• ユーザ導入事例

NSW 日本システムウエア

クラウドサービスにおいて、一番怖いのはサービスを止めること。
信頼性、拡張性、運用性などを検討した結果、
オンデマンドで拡張可能なロードバランサAppDirectorを選択しました。


POINT

  • クリティカルなシステムでの豊富な安定稼動実績
  • クラウドサービスを支えるオンデマンド拡張性
  • 製品の使いやすさとマクニカネットワークスの充実したサポート体制

高セキュリティかつ高信頼性のクラウドサービス「BlueSpider」

1966年の創業以来、独立系のIT企業としてソフトウエア開発から、デバイス開発、そしてシステムインテグレーション事業、さらにデータセンター事業を中核としたクラウドサービス事業へと、時代の要請に応えながら事業領域を拡大してきたNSW。
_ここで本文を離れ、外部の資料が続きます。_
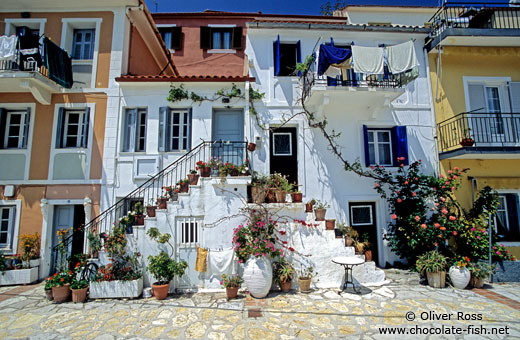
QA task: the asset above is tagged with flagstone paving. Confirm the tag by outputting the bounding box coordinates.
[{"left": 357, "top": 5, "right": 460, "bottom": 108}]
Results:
[{"left": 0, "top": 283, "right": 520, "bottom": 340}]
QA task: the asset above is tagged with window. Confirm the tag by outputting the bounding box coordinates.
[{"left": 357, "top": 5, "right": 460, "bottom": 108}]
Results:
[
  {"left": 72, "top": 29, "right": 95, "bottom": 60},
  {"left": 0, "top": 108, "right": 31, "bottom": 149},
  {"left": 273, "top": 132, "right": 292, "bottom": 156},
  {"left": 159, "top": 26, "right": 182, "bottom": 50},
  {"left": 363, "top": 125, "right": 408, "bottom": 166},
  {"left": 123, "top": 109, "right": 146, "bottom": 152},
  {"left": 273, "top": 36, "right": 302, "bottom": 77},
  {"left": 200, "top": 26, "right": 242, "bottom": 50},
  {"left": 159, "top": 107, "right": 191, "bottom": 151},
  {"left": 495, "top": 194, "right": 520, "bottom": 241},
  {"left": 0, "top": 205, "right": 16, "bottom": 249},
  {"left": 56, "top": 108, "right": 90, "bottom": 148}
]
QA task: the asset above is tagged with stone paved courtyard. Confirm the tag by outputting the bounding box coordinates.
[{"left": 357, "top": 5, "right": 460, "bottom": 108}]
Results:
[{"left": 0, "top": 281, "right": 520, "bottom": 340}]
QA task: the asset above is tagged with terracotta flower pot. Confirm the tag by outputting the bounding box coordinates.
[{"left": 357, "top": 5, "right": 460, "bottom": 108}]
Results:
[
  {"left": 323, "top": 219, "right": 336, "bottom": 230},
  {"left": 314, "top": 209, "right": 327, "bottom": 221},
  {"left": 45, "top": 288, "right": 54, "bottom": 301},
  {"left": 280, "top": 281, "right": 291, "bottom": 293},
  {"left": 199, "top": 168, "right": 211, "bottom": 177},
  {"left": 251, "top": 187, "right": 267, "bottom": 204},
  {"left": 226, "top": 287, "right": 238, "bottom": 300},
  {"left": 152, "top": 282, "right": 170, "bottom": 300},
  {"left": 52, "top": 284, "right": 71, "bottom": 303},
  {"left": 298, "top": 279, "right": 311, "bottom": 293},
  {"left": 188, "top": 174, "right": 199, "bottom": 185},
  {"left": 146, "top": 205, "right": 157, "bottom": 217},
  {"left": 71, "top": 287, "right": 88, "bottom": 302},
  {"left": 291, "top": 192, "right": 303, "bottom": 203},
  {"left": 274, "top": 190, "right": 287, "bottom": 203}
]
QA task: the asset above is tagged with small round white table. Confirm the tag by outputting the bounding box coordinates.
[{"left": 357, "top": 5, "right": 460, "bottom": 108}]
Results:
[{"left": 332, "top": 256, "right": 365, "bottom": 294}]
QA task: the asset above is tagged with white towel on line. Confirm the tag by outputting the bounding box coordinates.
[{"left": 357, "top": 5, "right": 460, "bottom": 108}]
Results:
[
  {"left": 386, "top": 40, "right": 419, "bottom": 73},
  {"left": 0, "top": 35, "right": 18, "bottom": 61},
  {"left": 351, "top": 45, "right": 384, "bottom": 74}
]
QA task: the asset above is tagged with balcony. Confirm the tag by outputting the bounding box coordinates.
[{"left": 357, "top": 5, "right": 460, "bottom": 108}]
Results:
[
  {"left": 437, "top": 113, "right": 520, "bottom": 159},
  {"left": 426, "top": 2, "right": 520, "bottom": 51},
  {"left": 0, "top": 37, "right": 72, "bottom": 105},
  {"left": 303, "top": 69, "right": 408, "bottom": 110}
]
2009年9月には、リソース使用・監視・運用までをトータルで提供するIaaS型クラウドコンピューティングサービス「BlueSpider」の提供を開始した。

「『BlueSpider』は、従来から運営してきた自社データセンター上に構築した、高セキュリティかつ高信頼性のクラウドサービスです。しかし、単に仮想的なITリソースを提供し、あとはお客様任せというクラウドサービスではありません。既存環境から仮想環境への移行設計などをサポートするインテグレーションサービスはじめ、バックアップサービス、監視サービス、テクニカルサポートなど、長年にわたるシステムインテグレーションやアウトソーシング事業を通じて培ってきた実績とノウハウを最大限に生かしたオプションサービスを用意しています。これらのオプションを組み合わせてご利用いただくことで、お客様のニーズに最適なクラウド環境を実現できます」(ITソリューション事業本部 基盤ソリューション事業部ネットワークソリューション部 主任 遠藤 重樹 氏)

遠藤 重樹 氏

日本システムウエア株式会社
ITソリューション事業本部
基盤ソリューション事業部
ネットワークソリューション部 主任
遠藤 重樹 氏

bluespider

信頼性、柔軟性、拡張性が求められるロードバランサの選定要件

「BlueSpider」では、サービス提供開始後すでに数十社によるシステムが稼働中だという。そのためNSWでは、さらなる需要の拡大を見込み、システムの増強と機能強化に取り組む中、ロードバランサの入れ替えを決定した。

「クラウドサービスは、さまざまなお客様が構築するあらゆるシステムへと対応するための柔軟性と拡張性、そして信頼性が求められます。ロードバランサはシステムの入口に設置される機器なので、その性能はシステム全体の信頼性やパフォーマンスに影響します。そのため、さまざまな要件を設定して慎重に選定作業を行いました」(遠藤氏)。

遠藤氏によれば、まずロードバランサ選定の基準として、下記の基本機能を設定したという。

・L4だけでなくL7におけるスイッチングをサポートし、ネットワーク・プロトコルの判別はもちろん、携帯コンテンツなどにも対応した負荷分散が可能である。
・VLANに対応しており、冗長構成が組める。
・SSLの暗号化と復号化の処理を代行できる。

これらの基本機能を満たしたロードバランサの中から最終的に選ばれたのがAppDirectorだ。

現在、巷にはさまざまなロードバランサ製品が溢れている。その中にはAppDirector以外にも基本条件を満たす製品やコストパフォーマンスが極めて高い製品があったという。しかし、カタログ上のスペックがどんなに高くとも導入実績の少ない製品では実際にその性能が発揮される保証が少なく、高い信頼性が求められるクラウドサービスでの利用はむずかしい。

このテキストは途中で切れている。